No, aspetta. C'è qualcuno che può farmi da messaggero.

Lauviah si fidava di Bonifax il Sanguinario, sebbene lei non lo conoscesse bene. Forse lui avrebbe risposto alla sua chiamata.

Lo fece convocare e, poco dopo, bussarono alla sua porta.

Lilith andò ad aprire e si ritrovò di fronte il demone in tutta la sua grandezza. Sarebbe stato terrificante, se nei suoi occhi viola non ci fosse stata un'indescrivibile malinconia.

– Mi hai mandato a chiamare? - le chiese, con voce spenta.

– Sì. - rispose lei, facendogli cenno di entrare. - Devo dirti una cosa molto importante.

Gli spiegò che aveva intravisto Lauviah e gli chiese se poteva fare in modo di raggiungerlo e parlare con lui, portandole delle notizie sul suo conto.

Bonifax si illuminò, come se non avesse aspettato altro.

– Dimmi solo dove trovarlo. E' da quando siamo tornati che lo sto cercando.

Lilith gli disse che l'avevano portato nelle cave di pietra, per questo non aveva più avuto sue notizie. Poi, gli indicò una camera in fondo al corridoio.

– L'hanno portato lì.

Bonifax annuì e promise di portare a termine il compito affidatogli.
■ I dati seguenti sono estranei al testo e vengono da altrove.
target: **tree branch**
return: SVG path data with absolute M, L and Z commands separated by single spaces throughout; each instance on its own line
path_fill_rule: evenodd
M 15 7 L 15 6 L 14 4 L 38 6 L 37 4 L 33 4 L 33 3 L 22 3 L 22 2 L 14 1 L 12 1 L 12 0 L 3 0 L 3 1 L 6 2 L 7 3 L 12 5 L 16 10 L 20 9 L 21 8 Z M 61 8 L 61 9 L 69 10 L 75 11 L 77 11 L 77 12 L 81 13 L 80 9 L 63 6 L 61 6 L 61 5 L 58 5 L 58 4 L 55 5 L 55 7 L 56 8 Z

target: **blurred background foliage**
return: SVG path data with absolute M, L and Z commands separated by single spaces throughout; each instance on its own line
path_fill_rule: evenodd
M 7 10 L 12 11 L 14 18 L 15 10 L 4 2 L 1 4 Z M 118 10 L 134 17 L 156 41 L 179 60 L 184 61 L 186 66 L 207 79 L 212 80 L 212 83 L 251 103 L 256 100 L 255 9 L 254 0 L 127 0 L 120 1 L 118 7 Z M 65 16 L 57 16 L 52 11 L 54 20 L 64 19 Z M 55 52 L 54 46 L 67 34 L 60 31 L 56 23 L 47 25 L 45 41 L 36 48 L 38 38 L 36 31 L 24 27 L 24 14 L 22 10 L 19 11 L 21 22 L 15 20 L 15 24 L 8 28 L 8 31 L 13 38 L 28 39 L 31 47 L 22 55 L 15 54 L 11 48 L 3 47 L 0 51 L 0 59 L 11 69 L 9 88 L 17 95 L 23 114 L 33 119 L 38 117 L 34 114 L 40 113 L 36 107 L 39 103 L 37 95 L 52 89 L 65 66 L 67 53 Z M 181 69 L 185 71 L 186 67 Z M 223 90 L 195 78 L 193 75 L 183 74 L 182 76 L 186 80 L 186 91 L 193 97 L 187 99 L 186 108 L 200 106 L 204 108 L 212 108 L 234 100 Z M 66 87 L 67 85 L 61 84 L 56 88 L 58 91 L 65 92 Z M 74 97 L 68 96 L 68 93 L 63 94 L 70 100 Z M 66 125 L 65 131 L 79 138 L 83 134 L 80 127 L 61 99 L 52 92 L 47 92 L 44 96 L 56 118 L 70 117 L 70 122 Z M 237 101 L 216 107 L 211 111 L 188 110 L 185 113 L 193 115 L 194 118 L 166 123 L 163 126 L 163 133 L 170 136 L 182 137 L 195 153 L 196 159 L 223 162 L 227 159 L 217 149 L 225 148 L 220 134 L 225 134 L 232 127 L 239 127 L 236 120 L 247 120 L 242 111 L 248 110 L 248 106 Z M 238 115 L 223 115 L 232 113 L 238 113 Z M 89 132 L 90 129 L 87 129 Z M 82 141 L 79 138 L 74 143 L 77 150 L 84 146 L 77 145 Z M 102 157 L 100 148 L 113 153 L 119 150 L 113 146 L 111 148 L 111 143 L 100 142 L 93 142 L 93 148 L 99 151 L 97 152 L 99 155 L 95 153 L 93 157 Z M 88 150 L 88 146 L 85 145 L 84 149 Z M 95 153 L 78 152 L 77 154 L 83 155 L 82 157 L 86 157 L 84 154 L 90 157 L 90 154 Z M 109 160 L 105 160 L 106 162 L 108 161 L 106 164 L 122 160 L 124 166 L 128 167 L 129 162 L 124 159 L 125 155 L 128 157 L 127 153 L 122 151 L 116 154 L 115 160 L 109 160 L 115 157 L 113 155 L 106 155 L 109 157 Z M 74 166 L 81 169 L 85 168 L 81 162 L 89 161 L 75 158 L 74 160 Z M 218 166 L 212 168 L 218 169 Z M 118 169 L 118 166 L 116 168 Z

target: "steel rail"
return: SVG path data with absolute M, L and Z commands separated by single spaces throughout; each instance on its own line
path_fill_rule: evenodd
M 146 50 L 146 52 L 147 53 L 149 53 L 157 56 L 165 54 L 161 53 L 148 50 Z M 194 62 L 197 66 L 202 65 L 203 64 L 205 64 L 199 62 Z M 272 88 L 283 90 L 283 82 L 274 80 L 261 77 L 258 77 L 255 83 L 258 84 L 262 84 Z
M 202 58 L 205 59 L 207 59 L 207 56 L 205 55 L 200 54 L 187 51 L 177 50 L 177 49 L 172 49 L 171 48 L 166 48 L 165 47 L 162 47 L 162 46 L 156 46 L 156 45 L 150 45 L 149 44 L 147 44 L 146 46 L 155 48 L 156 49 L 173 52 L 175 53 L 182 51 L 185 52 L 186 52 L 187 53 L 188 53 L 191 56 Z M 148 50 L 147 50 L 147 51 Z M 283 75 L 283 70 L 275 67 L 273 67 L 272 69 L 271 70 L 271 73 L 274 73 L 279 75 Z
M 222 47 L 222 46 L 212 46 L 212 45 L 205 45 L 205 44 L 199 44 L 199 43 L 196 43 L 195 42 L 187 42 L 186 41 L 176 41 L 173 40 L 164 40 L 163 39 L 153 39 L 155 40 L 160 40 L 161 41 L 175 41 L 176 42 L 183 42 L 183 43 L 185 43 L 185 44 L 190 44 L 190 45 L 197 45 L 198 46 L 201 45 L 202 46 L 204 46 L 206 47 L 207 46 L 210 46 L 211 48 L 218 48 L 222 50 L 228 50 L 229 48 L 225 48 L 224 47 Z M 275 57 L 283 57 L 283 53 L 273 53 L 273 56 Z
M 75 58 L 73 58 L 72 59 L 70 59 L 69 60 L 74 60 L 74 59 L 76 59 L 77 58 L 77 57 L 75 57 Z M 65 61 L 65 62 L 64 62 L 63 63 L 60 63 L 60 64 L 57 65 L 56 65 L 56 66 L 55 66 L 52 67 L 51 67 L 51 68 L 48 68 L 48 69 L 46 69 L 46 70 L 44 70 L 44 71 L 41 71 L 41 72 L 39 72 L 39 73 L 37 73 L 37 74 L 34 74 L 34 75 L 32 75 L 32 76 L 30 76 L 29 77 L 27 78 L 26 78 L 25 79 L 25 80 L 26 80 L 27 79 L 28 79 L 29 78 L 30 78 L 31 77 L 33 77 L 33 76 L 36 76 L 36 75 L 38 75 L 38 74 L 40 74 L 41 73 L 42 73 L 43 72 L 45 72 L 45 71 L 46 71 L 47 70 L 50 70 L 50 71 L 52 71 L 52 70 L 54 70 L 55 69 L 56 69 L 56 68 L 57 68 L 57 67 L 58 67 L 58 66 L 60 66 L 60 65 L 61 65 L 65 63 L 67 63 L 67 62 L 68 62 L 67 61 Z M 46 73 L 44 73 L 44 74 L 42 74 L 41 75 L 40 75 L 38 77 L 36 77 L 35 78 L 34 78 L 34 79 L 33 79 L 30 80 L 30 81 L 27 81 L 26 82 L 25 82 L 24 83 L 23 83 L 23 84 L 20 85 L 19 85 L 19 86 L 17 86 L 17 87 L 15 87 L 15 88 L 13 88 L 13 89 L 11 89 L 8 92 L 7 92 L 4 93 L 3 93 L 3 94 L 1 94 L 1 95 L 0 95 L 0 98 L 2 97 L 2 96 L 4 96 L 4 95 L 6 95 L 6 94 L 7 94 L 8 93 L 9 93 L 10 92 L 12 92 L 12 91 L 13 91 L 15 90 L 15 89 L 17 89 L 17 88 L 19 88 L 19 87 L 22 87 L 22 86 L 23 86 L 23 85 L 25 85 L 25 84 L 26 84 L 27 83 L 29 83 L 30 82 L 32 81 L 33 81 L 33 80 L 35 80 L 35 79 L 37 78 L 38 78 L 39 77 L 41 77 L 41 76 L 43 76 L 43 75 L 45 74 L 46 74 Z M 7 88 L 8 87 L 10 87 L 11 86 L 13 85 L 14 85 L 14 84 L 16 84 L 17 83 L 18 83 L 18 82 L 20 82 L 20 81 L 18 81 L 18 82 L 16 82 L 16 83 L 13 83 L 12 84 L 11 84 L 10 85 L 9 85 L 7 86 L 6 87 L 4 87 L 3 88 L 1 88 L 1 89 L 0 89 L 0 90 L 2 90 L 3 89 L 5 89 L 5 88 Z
Avanzò verso la stanza, sorprendendosi che non ci fossero delle guardie, e vi entrò cercando di essere il più silenzioso possibile. Si trattava di un locale piuttosto lussuoso, assai diverso dall'umido cubicolo dove lui riposava. Cercò Lauviah con lo sguardo, finché non lo identificò: una sagoma sottile adagiata su un cumulo di coperte. Aveva un'espressione di dolce abbandono, come se le sue sofferenze fossero finalmente terminate.

A Bonifax dispiaceva svegliarlo, ma doveva farlo. Lo scosse per un braccio e Lauviah aprì gli occhi. Erano del tutto privi di bianco, di un azzurro profondo, e la loro espressione ricordava quelli di Raven, sebbene fosse mitigata da una morbidezza a lui estranea. Erano ancora ciechi, eppure Bonifax sapeva che Lauviah poteva vederlo.

Un sorriso solcò il suo volto esausto e tese le braccia verso di lui, senza una parola. Il demone si sentì commuovere e una lacrima acida, una sola, gli sfrigolò sul viso, mentre lo stringeva a sè. Non avevano ancora avuto modo di parlarsi, da quando Lucius lo aveva portato nella dimensione demoniaca.

– Credevo che Lucius ti avesse ucciso. - mormorò Bonifax, lasciandolo andare, con un sorrisetto. - Ma il grande Lauviah non si lascia abbattere tanto facilmente, giusto?

– Giustissimo, socio. - disse l'altro, ricambiando il suo sorriso.

Si alzò in piedi e stese gli arti con un gemito.

– Anche io pensavo che avrebbe finito per ammazzarmi, a suon di farmi lavorare in quella cava. - sospirò, tornando a sedersi. - Ma invece ha fatto curare tutte le mie ferite, dandomi questa stanza bellissima.

– Perché l'ha fatto?

– Non ne ho idea.

Lauviah si passò una mano nei capelli, che erano in parte ricresciuti dopo il suo precedente soggiorno nella dimensione demoniaca. In mezzo all'argento stavano comparendo nuove tracce d'oro.